Jetson TK1 / Octave / CUDA Toolkit / OpenBLAS

Hi I’m hoping someone with better knowledge of the Jetson TK1, CUDA Toolkit & OpenBLAS could hopefully help please.

My goal is get Octave running on a Jetson TK1 - of course with cuBLAS GPU acceleration.

I’m referencing a devblog covering Octave / NVIDIA at:

http://devblogs.nvidia.com/parallelforall/drop-in-acceleration-gnu-octave/

So far I’ve managed to get Octave compiled and running and CUDA Toolkit & OpenBLAS installed also.

Versions are:

Octave: 3.8.0 (built from source)
CUDA Toolkit: 6.5 (installed via apt-get)
OpenBLAS r0.2.14 (built from source)

The devblog page contains a simple Octave script called sgemm.m for exercising BLAS routines.

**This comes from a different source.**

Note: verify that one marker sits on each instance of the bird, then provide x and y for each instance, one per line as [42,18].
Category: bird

When I execute ‘octave ./sgemm.m’ on the TK1, I get this output:

1076.7
1.0212

According to the article, this represents around 1 GFLOPS performance (i.e. no GPU acceleration is occurring).

When I attempt to run using OpenBLAS, I get the following output:

250.89
4.3824

I’m using LD_PRELOAD on the command line to run with OpenBLAS:

OMP_NUM_THREADS=20 LD_PRELOAD=/home/ubuntu/OpenBLAS/lib/libopenblas_armv7p-r0.2.14.so octave ./sgemm.m

I believe from the article that using OpenBLAS should result in Octave utilising cuBLAS, and therefore resulting in a far higher performance gain than the roughly 4x improvement I’m seeing.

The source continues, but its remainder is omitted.